NASA has stopped communicating with robotic explorers, but this is not the end of their long connection.
Like all relationships, sometimes two parties are forced to separate from each other if a third party begins to interfere and threaten their healthy communication with each other – in this case, that party is the Sun.
Every two years, NASA cuts transmissions with its fleet of Martian robots for two weeks when Earth and Mars end up on opposite sides of the sun, their signals blocked by the great fireball. According to NASA.
This year, contact will be cut off between November 11 and 25, after which NASA and the robots will be reunited with each other until the Sun interferes with their communications again in a few years.
The robots include the Perseverance and Curiosity rovers, the Mars Ingenuity helicopter, and a series of orbiters called the Mars Reconnaissance Orbiter, Odyssey and MAVEN.
This cut is called the “solar conjunction of Mars.” The exploration mission was temporarily halted due to hot, ionized gas emanating from the sun, which could cause tainted radio signals between NASA and its Martian robots.
While the signals sent to NASA would be nice to receive, as lost data corrupted by the Sun can always be recovered after Earth and Mars align again, it is too risky for the robots, which could receive intermittent, potentially dangerous instructions.

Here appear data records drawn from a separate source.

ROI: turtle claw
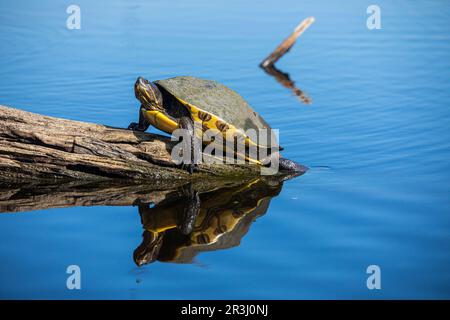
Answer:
[127,122,139,131]
[181,163,198,174]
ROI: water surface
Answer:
[0,0,450,299]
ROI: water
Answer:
[0,0,450,299]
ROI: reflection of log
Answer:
[261,17,314,68]
[0,106,260,181]
[0,179,255,212]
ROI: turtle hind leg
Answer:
[278,157,308,174]
[128,107,150,132]
[178,116,201,173]
[178,184,201,235]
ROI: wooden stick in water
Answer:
[260,17,314,68]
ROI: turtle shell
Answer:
[155,76,271,147]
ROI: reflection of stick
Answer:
[262,65,312,104]
[261,17,314,68]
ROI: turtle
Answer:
[128,76,307,173]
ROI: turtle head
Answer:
[134,77,164,110]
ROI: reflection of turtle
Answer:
[134,179,282,265]
[129,77,306,172]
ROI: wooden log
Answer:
[0,106,260,182]
[260,17,314,68]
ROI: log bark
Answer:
[0,105,260,182]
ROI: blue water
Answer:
[0,0,450,299]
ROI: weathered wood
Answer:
[0,106,260,181]
[260,17,314,68]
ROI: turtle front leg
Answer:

To the mission.
However, during low signals, robots cannot get off the hook so easily.
Before the sun blocks the signal, NASA sends a task list to its robots, which are asked to monitor changes in surface conditions, weather and radiation while they’re parked, the space program said.
NASA said it is able to receive health check updates from its fleet of robots, but there will be two full days of silence once Mars is fully behind the sun’s disk.
During a communication gap, Pocket Payment Testers said they usually catch up on other tasks pending on their to-do lists or take a well-deserved break.